Dabei äußerten sich Dr. Berndt Herrmann von der Aichacher Zeitung und Christian Lichtenstern von den Aichacher-Nachrichten durchaus unterschiedlich zu diversen Themen. Vor allem das Erstarken rechtsnationaler Parteien wie der AfD, auch in Aichach, erschütterte  die Presse. Die Frage, ob und wie Journalisten zum Aufstieg der rechten Populisten beigetragen hatten, sorgte für Diskussionen. So sieht Christian Lichtenstern, Redaktionsleiter der Aichach-Nachrichten, einen klaren Fehler bei den Medien. Schon zu Beginn der großen Flucht ab dem Frühjahr 2015 hätte der Journalismus kritischer und vor allem detaillierter auch über Probleme berichten müssen. "Da hat man vielleicht auch einfach versucht einen positiven Spin zu suchen. Dabei haben die Menschen in ihrem Alltag erlebt, dass es eben nicht so uneingeschränkt positiv ist, wie es geschrieben wurde." Das habe dem Journalismus an Glaubwürdigkeit gekostet. Rufe wie "Lügenpresse", welche zwar in Aichach selten zu hören seien, seien laut Lichtenstern dennoch brandgefährlich. "Man darf nicht vergessen, das war ein Begriff der Nazis um kritische Journalisten mundtot zu machen." 

Berndt Herrmann kritisierte vielmehr eine Selbstgeiselung der Medienvertreter, welche bereitwillig sich zu Sündenböcken machen würden. Zwar habe man vor allen in den überregionalen Medienhäusern durchaus Fehler gemacht, als Lokaljournalist habe man jedoch keinen Einfluss auf den Rechtsruck gehabt. "Wenn in den Talkshows jeden Tag, teilweise gleichzeitig, immer die gleichen Gesichter sitzen und alles zerreden, dann sinkt natürlicher der Informationsgehalt. Gerade da haben dann die Rechten auch einen Hebel und eine Bühne gefunden, weil da Parolen wie am Stammtisch gepoltert werden." Für Herrmann sei die Lektüre einer großen Tageszeitung sowie der Blick in eine Wochenzeitung ausreichend um gut informiert zu sein. "Leider haben wir das Problem, dass wir damit immer weniger Menschen erreichen. Es gibt einfach Leute, die informieren sich nicht mehr wie früher."

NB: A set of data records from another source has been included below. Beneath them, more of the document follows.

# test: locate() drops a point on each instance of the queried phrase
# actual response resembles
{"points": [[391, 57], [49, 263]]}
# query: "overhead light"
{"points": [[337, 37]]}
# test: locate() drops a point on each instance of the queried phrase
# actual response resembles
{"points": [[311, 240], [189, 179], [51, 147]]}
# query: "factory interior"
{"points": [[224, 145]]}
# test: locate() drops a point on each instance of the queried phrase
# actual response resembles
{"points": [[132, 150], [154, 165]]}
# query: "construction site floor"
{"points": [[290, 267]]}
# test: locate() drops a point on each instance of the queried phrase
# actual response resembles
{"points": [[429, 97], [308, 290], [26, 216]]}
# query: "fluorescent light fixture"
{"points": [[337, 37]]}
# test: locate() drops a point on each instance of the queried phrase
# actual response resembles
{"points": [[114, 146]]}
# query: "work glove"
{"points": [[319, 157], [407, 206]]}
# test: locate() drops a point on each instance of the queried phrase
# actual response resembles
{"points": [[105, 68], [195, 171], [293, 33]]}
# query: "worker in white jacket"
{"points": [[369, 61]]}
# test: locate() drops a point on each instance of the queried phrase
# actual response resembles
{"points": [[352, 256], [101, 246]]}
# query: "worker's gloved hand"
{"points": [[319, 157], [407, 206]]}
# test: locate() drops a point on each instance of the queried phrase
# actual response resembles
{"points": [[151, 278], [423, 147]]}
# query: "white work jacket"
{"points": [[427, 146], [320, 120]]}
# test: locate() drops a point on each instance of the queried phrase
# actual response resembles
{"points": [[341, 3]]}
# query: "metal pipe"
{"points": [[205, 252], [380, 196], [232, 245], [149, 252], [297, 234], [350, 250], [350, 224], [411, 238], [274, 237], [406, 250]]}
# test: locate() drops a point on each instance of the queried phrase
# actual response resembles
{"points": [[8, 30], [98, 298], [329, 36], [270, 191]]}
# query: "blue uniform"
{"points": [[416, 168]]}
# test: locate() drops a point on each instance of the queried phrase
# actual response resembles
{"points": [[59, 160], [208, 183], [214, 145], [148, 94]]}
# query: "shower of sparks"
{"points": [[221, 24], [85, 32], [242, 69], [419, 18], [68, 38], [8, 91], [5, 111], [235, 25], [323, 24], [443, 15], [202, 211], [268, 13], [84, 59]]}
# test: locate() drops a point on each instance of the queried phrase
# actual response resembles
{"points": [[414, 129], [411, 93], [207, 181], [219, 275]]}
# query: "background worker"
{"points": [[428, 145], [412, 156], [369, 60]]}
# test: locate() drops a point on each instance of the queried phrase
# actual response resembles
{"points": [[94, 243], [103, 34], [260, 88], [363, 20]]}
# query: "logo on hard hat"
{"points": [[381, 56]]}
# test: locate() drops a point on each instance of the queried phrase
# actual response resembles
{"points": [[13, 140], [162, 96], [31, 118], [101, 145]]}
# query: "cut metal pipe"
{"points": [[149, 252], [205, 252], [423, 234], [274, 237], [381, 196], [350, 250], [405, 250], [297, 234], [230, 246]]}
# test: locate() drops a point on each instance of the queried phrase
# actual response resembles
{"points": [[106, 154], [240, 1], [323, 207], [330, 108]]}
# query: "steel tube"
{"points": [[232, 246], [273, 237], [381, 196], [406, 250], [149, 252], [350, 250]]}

Gerade Blogs und soziale Medien würden zu einer neuen Medienlandschaft führen, welche nicht mehr auf Journalisten, Faktenchecks und wahre Behauptungen angewiesen sei, erklärten die beiden Journalisten. "Solche Leute erreichst du nicht mehr, egal wie oft du die Wahrheit berichtest", erzählt Christian Lichtenstern. Diese Menschen seien für die Zeitungen quasi verloren, sagt der Redaktionsleiter der Aichacher Nachrichten. "Wir haben keine Ahnung, wie wir diese Leute noch erreichen sollen. Einfach, weil sie es nicht wollen." Dies sei auch für Politiker, selbst im kleinen Maßstab, ein großes Problem, berichtete Wolfgang Holzhauser. Als Mitglied im Vorstand der Aichacher SPD, der Kreis-SPD und der Jusos in Aichach-Friedberg habe er schon oft Kontakt mit solchen Menschen gehabt. "Bei denen gilt dann die Devise: Aluhut auf und durch", bestätigte er die Eindrücke der Medienvertreter. Generell sei, so Holzhauser, nicht nur der Journalismus einem Angriff ausgesetzt, sondern auch die Politik.

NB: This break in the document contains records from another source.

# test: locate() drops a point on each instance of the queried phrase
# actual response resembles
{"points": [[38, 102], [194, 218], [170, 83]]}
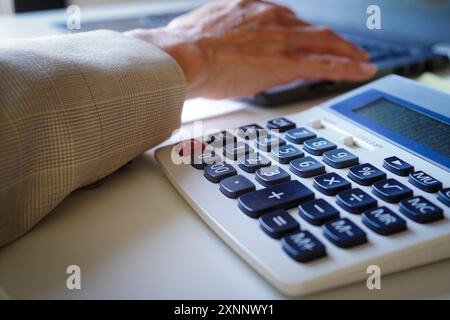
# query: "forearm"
{"points": [[74, 110]]}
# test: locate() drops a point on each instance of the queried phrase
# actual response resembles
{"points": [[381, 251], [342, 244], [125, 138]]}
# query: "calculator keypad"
{"points": [[397, 166], [278, 223], [420, 210], [390, 190], [280, 193], [340, 158], [366, 174], [425, 182], [318, 146], [330, 183], [344, 233]]}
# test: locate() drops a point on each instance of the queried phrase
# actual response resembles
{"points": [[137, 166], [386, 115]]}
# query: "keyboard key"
{"points": [[318, 146], [235, 186], [234, 150], [444, 196], [250, 131], [280, 124], [303, 246], [201, 160], [355, 200], [306, 167], [397, 166], [218, 171], [366, 174], [298, 135], [344, 233], [340, 158], [268, 141], [331, 183], [281, 196], [390, 190], [383, 221], [188, 147], [317, 212], [420, 210], [268, 176], [287, 153], [252, 162], [424, 182], [278, 223], [220, 139]]}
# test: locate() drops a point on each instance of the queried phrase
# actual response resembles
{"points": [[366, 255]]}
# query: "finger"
{"points": [[305, 39], [327, 67]]}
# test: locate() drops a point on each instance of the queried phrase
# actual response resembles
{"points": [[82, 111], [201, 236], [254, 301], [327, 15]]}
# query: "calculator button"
{"points": [[219, 171], [390, 190], [278, 223], [383, 221], [303, 246], [188, 147], [298, 135], [397, 166], [444, 196], [268, 176], [268, 141], [420, 210], [306, 167], [424, 182], [344, 233], [234, 150], [287, 153], [317, 212], [201, 160], [340, 158], [330, 183], [250, 131], [365, 174], [235, 186], [355, 200], [220, 139], [281, 196], [280, 124], [318, 146], [252, 162]]}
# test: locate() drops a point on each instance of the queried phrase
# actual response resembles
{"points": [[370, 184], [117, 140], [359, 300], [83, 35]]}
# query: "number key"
{"points": [[287, 153], [330, 183], [340, 158], [280, 124], [219, 171], [383, 221], [299, 135], [420, 210], [366, 174], [318, 146], [344, 233], [268, 176], [425, 182], [306, 167]]}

"Wir haben das im Wahlkampf erst wieder erlebt", erzählt der stellvertretende Juso-Chef. "Da wirst du dann sogar mit den Kulis beworfen, die du zuvor ausgeteilt hast. Auf offener Straße wird man als Verräter bezeichnet. Das ist der Wahnsinn." Als Sozialdemokrat in Bayern sei man zwar einiges gewohnt, sagte Holzhauser mit einem Augenzwinkern, doch der Ton, gerade gegenüber Vertretern des linken Spektrums, sei teilweise sehr aggressiv. Einschüchtern lassen dürfe man sich jedoch nicht, bestätigten auch die anwesenden Gäste und Journalisten. Vielmehr müsse man sich der von rechts organisierten Gegenöffentlichkeit stellen. Schon aus dem Grund, da die AfD in der Bundestagswahl auch in Aichach mehr Zweitstimmen als die SPD holen konnte. Mit Reiner Kraft zog sogar ein Vertreter der rechtsnationalen Partei für Aichach-Friedberg in den Bundestag ein. Holzhauser bezeichnete diese Situation als einen "Denkzettel" und als "Hausaufgabe" für die Sozialdemokratie, welche nun deutliche Antworten und Lösungen präsentieren müsse. Schon zum Wohle der Meinungsfreiheit in Deutschland.